Are 260-mph Pro Mods and 210-mph Pro Stocks Too Heavy and Fast to be Safe?

When I got to my Phlegm Building office the other morning and fired up my steam-powered computer, the first items I read were the reports on the tragic death of ADRL Pro Stock racer Bert Jackson, the news that Australian doorslammer racer Rob Campese had run 260+ mph at the Sydney drag strip over the weekend, and that the ADRL’s Dragstock Pro Extreme winner, Texan Frankie Taylor, had run his 2600-lb ‘slammer over 210 mph in just an eighth mile.

Considering how many fast doorslammers have had bad crashes over the last five years on both eighth-mile and quarter-mile tracks, I wondered why there has been so little done in the way of proactive rule changes to slow these cars down. I can tell you there have been many more serious fast doorslammer crashes than nitro car crashes.

The NHRA has safety rules in place designed to turn off ignition and fuel and deploy the chutes in case the driver might be disabled. They’ve made rules to make the stopping devices at the end of the tracks more efficient. But as far as I know they’ve done nothing to address controlling the upwardly spiraling speeds these heavy cars are running, and in some classes on relatively narrow tires.  

Can anyone give me a reasonable explanation for why NHRA’s pro doorslammers are still racing a quarter of a mile? Haven’t the Pro Stock racers of the NHRA made it quite clear that the last 320 feet of an NHRA track can be extremely dangerous for them? Are 200-mph Pro Stocks what make that class exiting?

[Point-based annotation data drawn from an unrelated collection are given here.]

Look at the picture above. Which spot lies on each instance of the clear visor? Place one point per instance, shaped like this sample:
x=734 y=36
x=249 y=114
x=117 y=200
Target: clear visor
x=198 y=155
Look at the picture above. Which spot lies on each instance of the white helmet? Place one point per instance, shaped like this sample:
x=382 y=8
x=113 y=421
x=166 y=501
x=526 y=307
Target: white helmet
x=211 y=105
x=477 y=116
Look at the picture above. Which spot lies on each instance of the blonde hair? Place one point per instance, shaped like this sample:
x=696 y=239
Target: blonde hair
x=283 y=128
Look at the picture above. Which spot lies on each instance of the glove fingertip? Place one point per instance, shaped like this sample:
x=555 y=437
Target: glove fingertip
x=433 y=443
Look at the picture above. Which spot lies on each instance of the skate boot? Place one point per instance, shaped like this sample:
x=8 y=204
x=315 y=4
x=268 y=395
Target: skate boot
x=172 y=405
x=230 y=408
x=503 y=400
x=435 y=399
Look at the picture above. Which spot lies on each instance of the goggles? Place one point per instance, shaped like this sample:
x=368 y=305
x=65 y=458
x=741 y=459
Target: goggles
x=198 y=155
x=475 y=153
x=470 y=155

Are Pro Stock bikes boring because they donít run speeds over 200? Does anyone really believe that 260-mph dragsters, Funny Cars, Pro Mods or 210-mph Pro Stocks will sell significantly more tickets to a national event? I believe the answer to all of those questions is no!

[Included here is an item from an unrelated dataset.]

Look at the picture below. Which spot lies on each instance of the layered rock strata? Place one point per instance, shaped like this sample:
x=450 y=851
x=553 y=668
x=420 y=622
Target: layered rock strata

Isn’t the winner still the first to cross the finish line, not the fastest?

I’ve talked to quite a few drivers who have driven fast cars both with and without fully operational suspension and they all say that the non-suspended cars are much more forgiving and easier to drive than a fully suspended fast car. They will tell you that on a fully suspended car, when bad things happen, like swerving from side to side or having the back end start coming around, the shocks and springs do things that make it very hard for the driver to bring the car back under control.
When you think about how many former drivers of Top Fuel and Funny  Cars have crashed Pro Mods after moving to that class, that theory makes some sense.